36年ぶりの朝

虎竹の空


ふと、窓の外を見たら先生が歩きよりました。先生いうのは明徳中学の時に一年間だけ数学を習ったあの先生...。確かに、あの先生やないろうか?いや、間違いないぜよ、あの先生や。なんと、36年ぶりやきに、思わず走って追いかけたがです。それにしたち、先生は結構足が速いぞね。なかなか追いつけんかったけん。ワシは、ちょいワル雪駄を履いちゅうけんど、これがゴツイタイヤ底で結構重たい最高に格好はエイ雪駄やけんど運動には向いてないにゃあ...。けんど、赤信号でようやく話かける事ができたがです。


「安和の竹虎さんは、よう覚えちゅうよ」


今年で公立中学の教職を退職されるという先生。こじゃんと(とても)、懐かしいぜよ。綺麗な黒髪は、すっかり白髪になっちゅうけんど、あの日のままの眼差しちや。不思議やにゃあ、先生の前やったら。こんなおんちゃんのワシも、いつの間にやら何ちゃあ分かってなかった学生の頃に戻っちゃある。

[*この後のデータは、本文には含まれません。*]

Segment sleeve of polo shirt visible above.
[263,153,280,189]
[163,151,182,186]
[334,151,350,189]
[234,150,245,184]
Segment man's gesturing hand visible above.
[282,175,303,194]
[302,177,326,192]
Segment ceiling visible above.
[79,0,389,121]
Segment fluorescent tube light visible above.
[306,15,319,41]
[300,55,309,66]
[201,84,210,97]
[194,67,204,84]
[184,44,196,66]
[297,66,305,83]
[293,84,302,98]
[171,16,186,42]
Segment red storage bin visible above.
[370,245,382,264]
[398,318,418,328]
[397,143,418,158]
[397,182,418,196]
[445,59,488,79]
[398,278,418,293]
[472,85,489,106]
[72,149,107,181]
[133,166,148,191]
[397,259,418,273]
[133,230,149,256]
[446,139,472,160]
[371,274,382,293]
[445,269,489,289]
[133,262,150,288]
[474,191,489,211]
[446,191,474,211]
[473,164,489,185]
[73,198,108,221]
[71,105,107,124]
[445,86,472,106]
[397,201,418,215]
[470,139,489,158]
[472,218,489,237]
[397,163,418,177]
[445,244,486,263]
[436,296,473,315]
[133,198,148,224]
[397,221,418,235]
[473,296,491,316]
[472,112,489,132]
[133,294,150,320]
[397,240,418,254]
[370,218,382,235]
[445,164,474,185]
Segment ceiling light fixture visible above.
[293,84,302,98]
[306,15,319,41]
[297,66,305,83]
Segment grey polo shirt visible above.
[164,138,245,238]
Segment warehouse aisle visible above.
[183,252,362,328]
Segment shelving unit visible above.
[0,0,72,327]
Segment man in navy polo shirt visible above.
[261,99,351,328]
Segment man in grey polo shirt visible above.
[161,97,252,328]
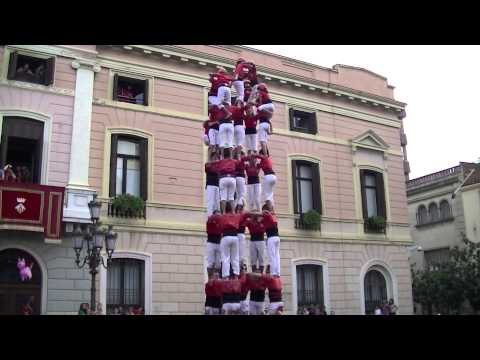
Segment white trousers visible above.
[258,103,275,114]
[268,301,283,315]
[232,80,245,101]
[233,125,245,146]
[267,236,280,276]
[206,242,221,269]
[258,122,270,143]
[237,233,247,264]
[205,306,220,315]
[250,240,267,266]
[218,123,234,148]
[247,183,261,211]
[245,134,257,151]
[208,129,220,146]
[205,185,220,216]
[208,86,232,108]
[240,300,249,315]
[218,177,237,201]
[249,300,265,315]
[222,303,240,315]
[235,176,247,206]
[220,236,240,278]
[262,174,277,205]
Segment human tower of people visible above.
[204,59,283,315]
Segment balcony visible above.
[0,180,65,239]
[363,219,387,234]
[295,214,322,231]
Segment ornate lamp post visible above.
[73,195,117,311]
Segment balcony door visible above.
[0,249,42,315]
[0,117,44,184]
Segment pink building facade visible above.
[0,45,412,314]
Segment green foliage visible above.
[112,194,145,216]
[302,209,322,229]
[412,236,480,314]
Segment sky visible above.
[247,45,480,179]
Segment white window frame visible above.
[100,250,152,315]
[292,258,330,315]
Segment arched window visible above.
[417,205,428,225]
[440,200,452,220]
[428,203,440,222]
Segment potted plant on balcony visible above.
[301,209,322,230]
[112,194,145,217]
[365,216,386,233]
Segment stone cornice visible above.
[116,45,406,114]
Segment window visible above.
[107,258,145,314]
[290,109,317,134]
[364,269,388,315]
[113,74,148,106]
[423,248,450,269]
[7,52,55,86]
[0,116,44,184]
[360,170,387,219]
[297,264,325,307]
[110,134,148,200]
[428,203,440,222]
[440,200,452,220]
[417,205,428,225]
[292,160,322,214]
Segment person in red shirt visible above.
[247,270,266,315]
[264,266,283,315]
[255,150,277,208]
[220,203,249,278]
[221,277,242,315]
[205,271,223,315]
[262,204,280,277]
[205,151,220,217]
[208,67,233,117]
[245,214,267,273]
[256,84,275,157]
[233,58,256,102]
[239,264,250,315]
[234,151,246,208]
[229,104,246,151]
[245,105,259,154]
[205,210,222,278]
[211,149,238,214]
[242,154,261,211]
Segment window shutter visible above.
[290,159,299,214]
[309,111,318,134]
[288,108,295,130]
[112,74,118,100]
[360,170,368,219]
[143,79,149,106]
[140,139,148,200]
[109,134,118,197]
[45,57,55,86]
[311,163,322,214]
[7,52,18,80]
[375,172,387,219]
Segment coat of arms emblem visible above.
[15,198,27,214]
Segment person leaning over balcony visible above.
[205,152,220,216]
[262,204,280,277]
[205,210,222,279]
[212,148,238,214]
[255,149,277,208]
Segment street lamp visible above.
[73,194,117,311]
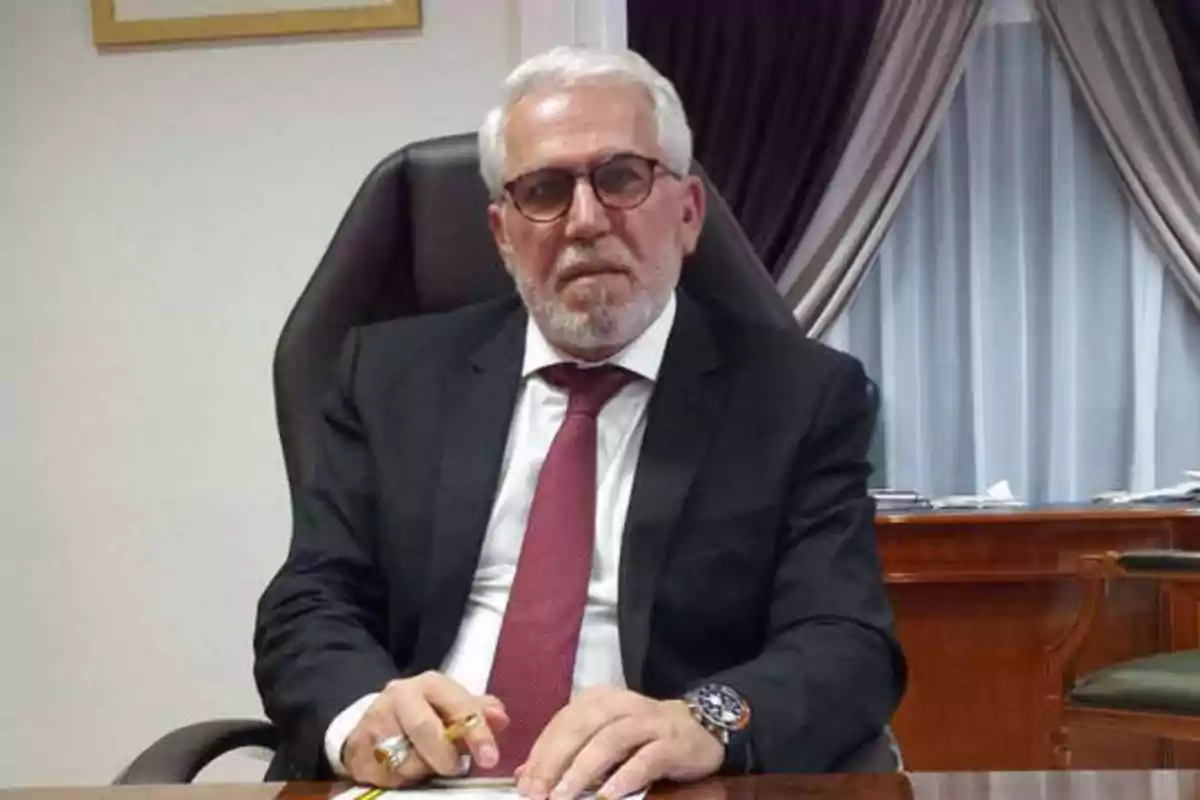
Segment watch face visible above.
[691,685,750,730]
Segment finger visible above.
[422,674,509,775]
[392,681,460,775]
[550,716,662,800]
[347,691,432,788]
[596,739,671,800]
[517,688,654,800]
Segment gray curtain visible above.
[778,0,985,336]
[824,19,1200,503]
[1038,0,1200,308]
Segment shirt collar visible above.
[521,291,676,381]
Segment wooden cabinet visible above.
[877,506,1200,771]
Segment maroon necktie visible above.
[475,363,635,776]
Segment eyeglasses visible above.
[504,152,680,222]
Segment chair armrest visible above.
[113,720,278,784]
[1116,551,1200,581]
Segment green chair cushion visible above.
[1067,650,1200,715]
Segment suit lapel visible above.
[617,294,726,691]
[413,303,527,670]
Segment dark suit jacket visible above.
[254,293,905,777]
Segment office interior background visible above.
[0,0,1200,786]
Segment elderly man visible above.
[256,48,905,800]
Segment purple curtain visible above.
[626,0,882,277]
[1156,0,1200,125]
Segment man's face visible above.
[488,83,704,359]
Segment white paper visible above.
[931,481,1025,509]
[334,778,646,800]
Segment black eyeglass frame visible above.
[500,152,683,223]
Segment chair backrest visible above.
[275,134,794,491]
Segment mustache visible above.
[554,245,634,282]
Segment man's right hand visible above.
[342,672,509,788]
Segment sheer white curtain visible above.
[826,17,1200,503]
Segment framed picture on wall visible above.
[91,0,421,47]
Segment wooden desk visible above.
[5,771,1200,800]
[878,506,1200,770]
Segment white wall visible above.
[0,0,609,786]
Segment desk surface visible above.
[9,770,1200,800]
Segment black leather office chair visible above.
[116,134,898,783]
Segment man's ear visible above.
[680,175,708,255]
[487,203,512,266]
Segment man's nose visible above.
[566,178,608,239]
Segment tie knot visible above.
[541,363,637,419]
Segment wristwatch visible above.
[683,684,750,747]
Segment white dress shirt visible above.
[325,294,676,776]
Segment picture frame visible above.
[91,0,421,48]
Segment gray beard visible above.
[516,281,670,350]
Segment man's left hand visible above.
[516,686,725,800]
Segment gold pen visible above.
[372,714,484,766]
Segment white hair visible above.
[479,47,691,198]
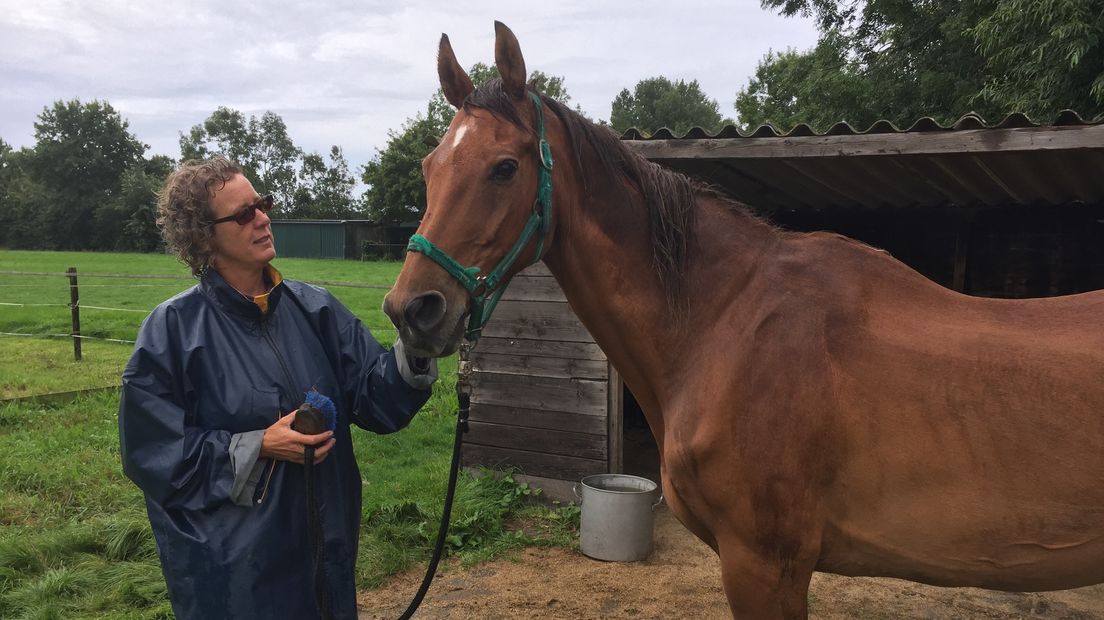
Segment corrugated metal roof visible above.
[622,110,1104,210]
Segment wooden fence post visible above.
[65,262,81,362]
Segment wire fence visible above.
[0,267,404,360]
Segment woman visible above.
[119,158,436,620]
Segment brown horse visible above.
[384,23,1104,618]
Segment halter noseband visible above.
[406,93,552,344]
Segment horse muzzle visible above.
[383,289,468,357]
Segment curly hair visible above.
[157,156,242,279]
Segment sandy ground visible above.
[360,507,1104,620]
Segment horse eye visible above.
[490,159,518,181]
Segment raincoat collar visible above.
[199,265,284,321]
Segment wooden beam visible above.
[470,353,609,380]
[464,420,606,461]
[471,373,608,415]
[461,445,606,480]
[471,404,607,435]
[624,125,1104,161]
[471,334,606,362]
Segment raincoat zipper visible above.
[257,320,294,504]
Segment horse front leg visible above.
[718,539,817,620]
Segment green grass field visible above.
[0,250,578,619]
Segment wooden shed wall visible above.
[463,259,622,485]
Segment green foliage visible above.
[23,99,147,249]
[180,106,302,210]
[361,114,434,224]
[285,147,359,220]
[609,76,726,136]
[361,63,571,224]
[750,0,1104,130]
[967,0,1104,118]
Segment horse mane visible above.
[464,78,751,299]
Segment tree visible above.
[735,0,1104,130]
[288,146,358,220]
[180,107,302,210]
[967,0,1104,115]
[113,156,174,252]
[361,63,571,223]
[609,77,726,136]
[23,99,148,249]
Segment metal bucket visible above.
[575,473,664,562]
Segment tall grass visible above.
[0,250,577,619]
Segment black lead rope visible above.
[400,381,471,620]
[291,404,333,620]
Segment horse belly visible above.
[817,463,1104,591]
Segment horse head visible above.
[383,22,552,356]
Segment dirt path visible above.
[360,509,1104,620]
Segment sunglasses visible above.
[211,194,276,226]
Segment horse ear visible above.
[495,21,527,99]
[437,34,475,109]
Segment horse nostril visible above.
[403,290,447,332]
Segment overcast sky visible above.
[0,0,817,170]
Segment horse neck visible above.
[545,154,777,434]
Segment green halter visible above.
[406,93,552,343]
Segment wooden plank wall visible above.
[463,260,620,481]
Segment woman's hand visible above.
[261,411,337,464]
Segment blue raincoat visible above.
[119,271,432,620]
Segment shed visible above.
[463,111,1104,499]
[273,220,417,260]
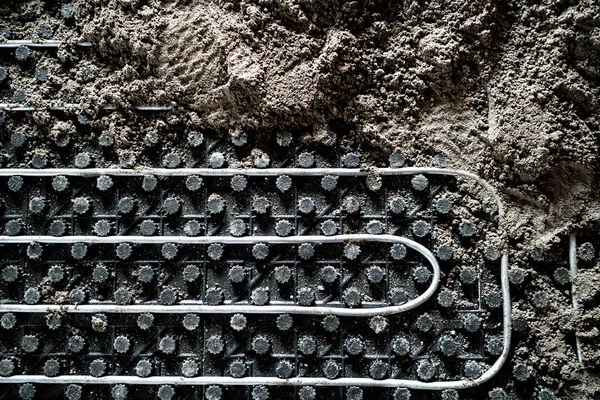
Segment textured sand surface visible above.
[0,0,600,399]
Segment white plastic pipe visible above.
[0,167,512,390]
[0,234,440,317]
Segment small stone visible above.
[459,267,477,285]
[74,152,92,168]
[206,287,224,306]
[343,287,362,308]
[388,196,406,215]
[8,175,24,193]
[110,385,128,400]
[26,244,44,260]
[463,360,483,379]
[185,175,203,192]
[388,153,406,168]
[204,335,225,354]
[344,243,361,260]
[250,287,269,306]
[254,151,271,168]
[135,360,152,378]
[158,336,177,354]
[342,153,360,168]
[206,193,225,214]
[229,361,246,378]
[321,219,338,236]
[392,336,410,356]
[183,265,200,282]
[94,219,112,236]
[162,152,181,168]
[158,287,177,306]
[369,315,389,334]
[552,267,571,285]
[15,46,31,61]
[96,175,113,192]
[369,360,389,380]
[228,265,246,283]
[113,336,131,354]
[417,360,436,381]
[276,314,294,331]
[367,265,385,283]
[117,197,135,214]
[183,219,202,236]
[252,243,269,260]
[252,385,269,400]
[161,243,179,260]
[298,197,315,214]
[252,196,271,214]
[365,220,385,235]
[2,265,20,282]
[434,197,452,215]
[342,196,360,214]
[410,175,429,192]
[274,265,292,284]
[252,335,271,354]
[275,360,294,379]
[23,288,41,304]
[323,360,341,379]
[116,243,133,260]
[67,335,85,353]
[298,335,317,356]
[157,385,175,400]
[296,287,315,306]
[275,220,294,236]
[275,175,292,193]
[92,264,110,282]
[346,386,364,400]
[142,175,158,192]
[163,196,181,215]
[458,220,476,237]
[298,152,315,168]
[231,175,248,192]
[206,243,225,260]
[0,313,17,329]
[321,175,338,192]
[413,265,432,284]
[208,152,225,168]
[187,132,204,148]
[411,220,431,238]
[65,384,83,400]
[319,265,339,283]
[463,313,481,333]
[321,315,340,332]
[415,313,433,332]
[298,243,315,260]
[137,313,154,331]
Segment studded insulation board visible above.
[0,34,511,400]
[0,153,510,399]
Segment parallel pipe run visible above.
[0,168,512,390]
[569,233,583,365]
[0,167,504,217]
[0,234,440,317]
[0,103,172,112]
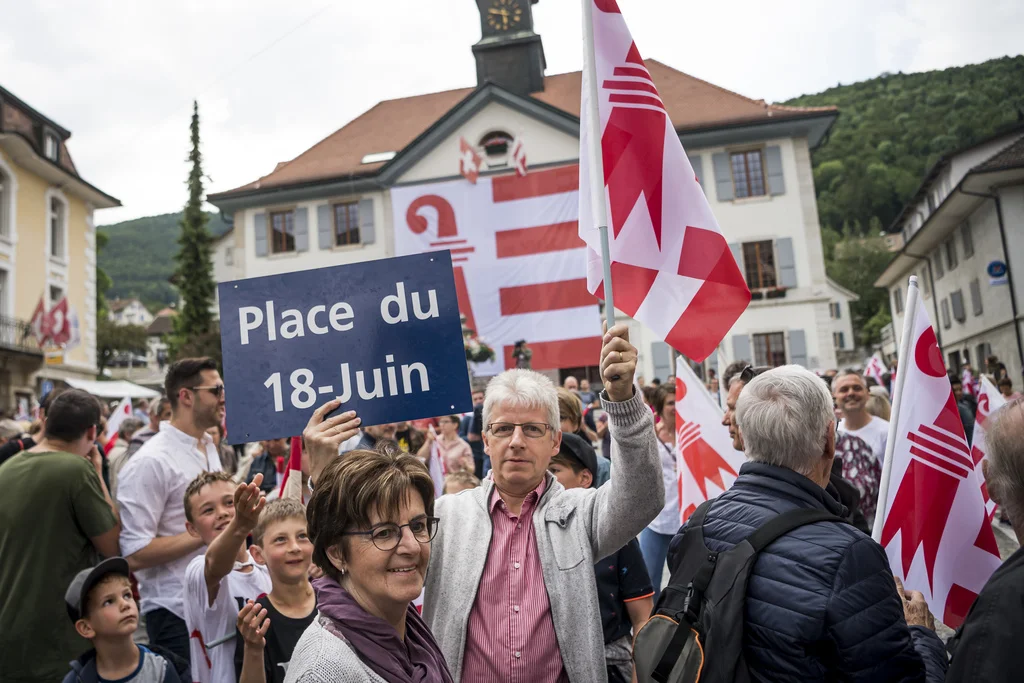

先生に挨拶して別れて帰る道すがら、すれ違うやんちゃ坊主やった自分と同じ年頃の制服姿。「ああ、朝8時か。ちょうど登校時間やにゃあ」こんな普通の光景が何か新鮮ぜよ。そして、思うがです。笑いながら連れ立って自転車で学校に行きゆう若い彼らがワシと同じ歳になった時、高知はどうなっちゅうがやろう?久しぶりの恩師との再会に心温うなる高知やろうか?小さいかも知れんけんど、今しがた自分にあった、こんな嬉しい朝のひとときが、あっちでも、こっちでもいっつもある高知であるために、自分は何ができますろうか?自分は何のために生かされちゅうがやろう?自分しか出来ん事は決まっちゅうかえ?思いが真っ直ぐに定まったなら空の色やち違うて見えてくるきに。まっこと(本当に)人生は素晴らしいがぜよ。